Aos nove anos, não espera-se que uma criança saiba de muita coisa. Mas, em Irbena, nove anos eram o suficiente para presenciar grande parte dos horrores que uma guerra civil poderia lhe providenciar. A ida de um pai, o desaparecimento de uma mãe, a morte de uma amiga, a violência de um homem e a perda de um lar; tudo como pequenas partes da lista de tragédias ocorridas frente a alguém tão frágil quanto uma menina de nove anos e alguns meses.

Mas, nesta noite, em seu aniversário de dez, ela receberia um presente. Devo afirmar que não trata-se de um presente usual, como os demais. Este foi um presente distinto. Um presente que só poderia ser dado em uma guerra.

Primeiro, ela foi salva de sua morte. Segundo, ela fez uma amiga. E terceiro, esta amiga lhe deixou uma pétala cor-de-rosa.

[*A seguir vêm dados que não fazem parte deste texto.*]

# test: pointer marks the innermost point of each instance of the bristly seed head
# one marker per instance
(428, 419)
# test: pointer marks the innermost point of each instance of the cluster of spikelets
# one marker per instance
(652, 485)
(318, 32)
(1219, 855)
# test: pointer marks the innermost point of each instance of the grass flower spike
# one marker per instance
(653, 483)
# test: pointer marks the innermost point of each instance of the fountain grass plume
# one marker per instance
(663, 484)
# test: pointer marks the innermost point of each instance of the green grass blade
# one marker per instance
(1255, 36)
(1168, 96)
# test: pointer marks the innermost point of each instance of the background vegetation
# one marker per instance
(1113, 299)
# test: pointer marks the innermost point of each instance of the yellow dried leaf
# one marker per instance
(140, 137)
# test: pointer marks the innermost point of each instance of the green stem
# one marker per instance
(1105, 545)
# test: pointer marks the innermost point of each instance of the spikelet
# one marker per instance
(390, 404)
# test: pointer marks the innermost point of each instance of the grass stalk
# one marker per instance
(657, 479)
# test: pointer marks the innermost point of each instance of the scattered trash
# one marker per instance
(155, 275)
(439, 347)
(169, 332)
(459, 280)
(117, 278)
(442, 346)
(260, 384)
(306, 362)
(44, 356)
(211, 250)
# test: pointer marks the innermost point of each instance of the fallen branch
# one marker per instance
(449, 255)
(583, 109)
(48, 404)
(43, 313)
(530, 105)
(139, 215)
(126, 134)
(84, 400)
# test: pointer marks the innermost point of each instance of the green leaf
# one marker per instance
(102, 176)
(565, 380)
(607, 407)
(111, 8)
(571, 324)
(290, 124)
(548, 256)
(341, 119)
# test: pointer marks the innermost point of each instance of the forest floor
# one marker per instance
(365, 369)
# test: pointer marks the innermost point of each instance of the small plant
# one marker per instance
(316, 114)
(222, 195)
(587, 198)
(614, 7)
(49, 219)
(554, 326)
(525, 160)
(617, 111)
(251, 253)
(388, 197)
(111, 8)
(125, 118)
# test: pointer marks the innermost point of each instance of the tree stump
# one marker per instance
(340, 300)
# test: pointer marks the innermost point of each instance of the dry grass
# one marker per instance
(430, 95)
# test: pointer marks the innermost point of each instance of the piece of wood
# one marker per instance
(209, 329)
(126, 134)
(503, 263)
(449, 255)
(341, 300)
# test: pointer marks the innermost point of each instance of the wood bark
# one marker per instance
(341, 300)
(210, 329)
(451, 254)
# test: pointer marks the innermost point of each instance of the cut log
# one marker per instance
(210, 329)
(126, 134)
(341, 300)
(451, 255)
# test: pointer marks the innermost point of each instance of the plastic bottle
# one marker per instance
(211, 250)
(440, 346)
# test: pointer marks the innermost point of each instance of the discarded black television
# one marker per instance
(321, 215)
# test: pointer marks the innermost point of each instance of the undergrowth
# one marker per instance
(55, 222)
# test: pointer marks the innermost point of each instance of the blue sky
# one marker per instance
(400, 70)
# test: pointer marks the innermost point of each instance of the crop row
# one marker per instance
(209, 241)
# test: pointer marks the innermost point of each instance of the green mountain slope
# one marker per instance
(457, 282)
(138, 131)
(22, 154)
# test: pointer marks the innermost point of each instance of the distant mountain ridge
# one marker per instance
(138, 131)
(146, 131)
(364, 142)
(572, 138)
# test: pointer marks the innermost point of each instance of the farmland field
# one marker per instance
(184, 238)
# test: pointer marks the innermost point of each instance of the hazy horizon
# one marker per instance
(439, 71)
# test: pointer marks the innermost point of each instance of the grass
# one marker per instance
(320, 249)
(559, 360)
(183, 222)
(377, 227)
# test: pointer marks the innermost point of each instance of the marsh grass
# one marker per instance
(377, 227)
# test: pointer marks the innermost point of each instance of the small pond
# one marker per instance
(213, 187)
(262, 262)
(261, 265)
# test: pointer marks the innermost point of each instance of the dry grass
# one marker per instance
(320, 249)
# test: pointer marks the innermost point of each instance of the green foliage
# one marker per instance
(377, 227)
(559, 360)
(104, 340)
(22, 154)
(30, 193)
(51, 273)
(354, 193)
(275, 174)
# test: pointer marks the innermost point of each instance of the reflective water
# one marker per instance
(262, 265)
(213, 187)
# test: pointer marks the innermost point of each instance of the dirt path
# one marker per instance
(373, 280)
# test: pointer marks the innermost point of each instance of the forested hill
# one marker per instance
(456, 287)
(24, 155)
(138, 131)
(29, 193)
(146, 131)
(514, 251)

É difícil remeter-me àquela noite, mas farei o meu melhor.

 

 

Naquela nada habitual madrugada, o Reino Gálago rugia de dor.

Os ventos ao norte suspiravam pelos recantos silhuetados em montanhas, o rio mais próximo da cidade corria solitário, em seu próprio recinto, e as nuvens flutuavam feito almas penadas pelo céu. E Margareth era a única que, naquele momento, presenciava tudo aquilo.

Jovem, pequena e coberta por uma túnica de aura angelical, a criança fitava a lua e sussurrava uma canção de ninar numa língua estrangeira. Tamanha era sua sutileza, apesar de não haver ninguém por aqueles campos, que até o mais silencioso dos ventos ultrapassava o tom de sua voz.

Estava sentada naquele lugar há mais de uma hora. Foi tempo o suficiente para, a quilômetros dali, seu vilarejo ser atacado.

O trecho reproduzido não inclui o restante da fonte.